South Africa recorded its largest single fuel price increase in history on 1 April, with diesel rising R7.51 per litre. The surge has sent ripple effects through the transport and food supply chains.
Why it matters
Fuel is an input cost for almost everything South Africans buy. The increase will push up the cost of food, public transport, and logistics at a time when inflation was already eroding household budgets. Lower-income households, which spend a higher proportion of income on transport and food, will bear the heaviest burden.
What drove the increase
According to the Department of Mineral Resources and Energy, the average Brent crude oil price rose from $69.08 to $93.67 per barrel during the review period. The spike was driven by the US naval blockade of the Strait of Hormuz, which disrupted global oil supply routes.
The rand weakened from R16.00 to R16.64 against the US dollar over the same period, compounding the fuel price impact. The combined effect of higher crude and a weaker currency produced the record increase.
What it costs at the pump
Diesel (0.005% sulphur) now costs approximately R28.62 per litre at the coast. Inland prices are higher due to transport levies.
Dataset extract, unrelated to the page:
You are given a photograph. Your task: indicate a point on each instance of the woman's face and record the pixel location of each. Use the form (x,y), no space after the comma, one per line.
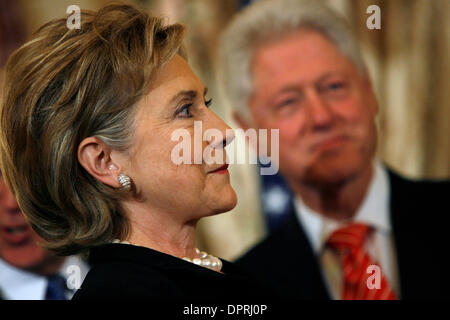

The Automobile Association has warned that if Brent crude remains above $90, a further increase is likely in May.
Broader economic impact
Economists at Moneyweb have projected that the fuel shock will add between 0.5 and 0.8 percentage points to headline inflation by June. Food prices are expected to follow within four to six weeks as transport costs work through the supply chain.
The South African Reserve Bank is monitoring the situation closely, with its next interest rate decision scheduled for May.